The corresponding decode()
code may look like this:
elsif($tense eq "H") { $f{tense} = ["past", "pres"]; }
Note that every encode()
implementation should be prepared to work with multiple values of features! Even if your own driver does not create arrays in decode()
, you should be able to deal with arrays coming from other tagsets. However, if you do not create arrays, your tagset is probably not capable of storing alternative feature values and you cannot do much more than just pick the first value from the array and use it. In that case it is annoying to have to check for arrays in every single feature. Fortunately, you can get rid of all arrays at once by calling the single_values()
function at the beginning of your encode()
:
use tagset; sub encode { my $f = shift; # Replace any array values by single values. my $single = tagset::single_values($f, "gender", "animateness", "number", "tense"); my %f = %{$single};
The single_values()
function will replace any array by its first member value. Note that you can specify features that are exceptions to this rule. In the above example, the features gender
, animateness
, number
and tense
will retain multiple values, if present. Thus if you are able to deal with arrays, this is the way how you specify where you can do so and where you cannot.
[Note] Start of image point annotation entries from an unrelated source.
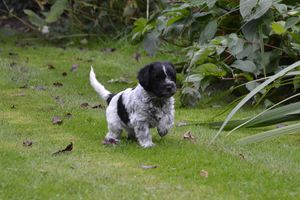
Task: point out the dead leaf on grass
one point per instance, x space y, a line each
280 125
50 66
68 115
57 120
74 67
137 56
24 86
109 141
59 100
84 105
109 50
67 149
120 80
21 94
179 124
57 84
27 143
149 166
242 156
98 106
40 88
188 136
204 173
Now, what do you do with features where you want to encode arrays? You should first check whether the value is an array or not. If it is an array, you may want to grep
your values rather than trying exact match, because you do not know what is going to come from other drivers, and the ordering or additional values may not be what matters.
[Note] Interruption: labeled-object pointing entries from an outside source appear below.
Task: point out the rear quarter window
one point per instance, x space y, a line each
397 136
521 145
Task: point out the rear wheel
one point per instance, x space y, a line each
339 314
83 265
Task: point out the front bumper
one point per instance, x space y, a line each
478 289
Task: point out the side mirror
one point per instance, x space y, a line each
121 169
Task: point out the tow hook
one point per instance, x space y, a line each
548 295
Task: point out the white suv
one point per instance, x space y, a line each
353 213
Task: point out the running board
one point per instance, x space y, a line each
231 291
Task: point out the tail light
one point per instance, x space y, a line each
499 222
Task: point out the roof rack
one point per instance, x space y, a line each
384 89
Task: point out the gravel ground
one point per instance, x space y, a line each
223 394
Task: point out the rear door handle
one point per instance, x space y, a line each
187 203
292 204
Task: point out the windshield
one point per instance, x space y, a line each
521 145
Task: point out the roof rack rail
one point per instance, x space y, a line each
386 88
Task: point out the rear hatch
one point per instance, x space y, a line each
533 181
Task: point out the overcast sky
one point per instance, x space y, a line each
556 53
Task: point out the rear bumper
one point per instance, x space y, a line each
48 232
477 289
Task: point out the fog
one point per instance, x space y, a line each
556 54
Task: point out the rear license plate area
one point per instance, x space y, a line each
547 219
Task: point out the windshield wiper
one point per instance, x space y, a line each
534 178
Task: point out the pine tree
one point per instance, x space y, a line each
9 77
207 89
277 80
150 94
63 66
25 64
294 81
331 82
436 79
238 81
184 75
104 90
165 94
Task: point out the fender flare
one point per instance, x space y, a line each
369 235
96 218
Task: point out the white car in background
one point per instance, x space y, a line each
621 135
If the arrays turns out to be incompatible with what you expect, you should pick one value (we suggest you take the first one) and proceed with default single-value processing.
if(ref($f{gender}) eq "ARRAY") { # Processing of any combined values goes here. my @values = @{$f{gender}}; if(scalar(grep{m/^masc$/}(@values)) && scalar(grep{m/^fem$/}(@values))) { $tag[2] = "T"; } elsif(...) { ... } else { $f{gender} = $f{gender}[0]; } } if(ref($f{gender}) eq "") { if($f{gender} eq "masc") { ...
Note: This approach cannot encode situations where some combinations of feature values are plausible and some are not! For instance, if positions [2] and [3] in a tag encode gender and number, respectively, and if NNQW
means a logical disjunction of the tags NNFS
and NNNP
, then you cannot encode the situation in DZ Interset precisely. If you do not want to discard either NNFS
or NNNP
(by storing the other only), you can say that gender = F
or N
and number = S
or P
but by that you have also introduced NNFP
and NNNS
as possibilities. The approach may be revised in future.
Common problems
See Common Problems for a list of suggestions for phenomena difficult to match between tagsets and the Interset.
Test your driver
When you have written a driver for a new tagset, you should test it. An Interset service module can perform the following tests:
- Get list of possible tags by calling list(). Go through the list and check for each tag that encode(decode($tag))=$tag. While sometimes it can be annoying to try to preserve some obscure information hidden in the tags, this test can also reveal many unwanted bugs. Besides, you should preserve information of your own tagset because people may want to use your driver merely to access the tags, instead of converting them.
To perform the test, run the script driver-test.pl
in the tagset
root folder. Note that the name of the driver to test is currently hard-coded into the source. In future, it will be changed to a command-line argument.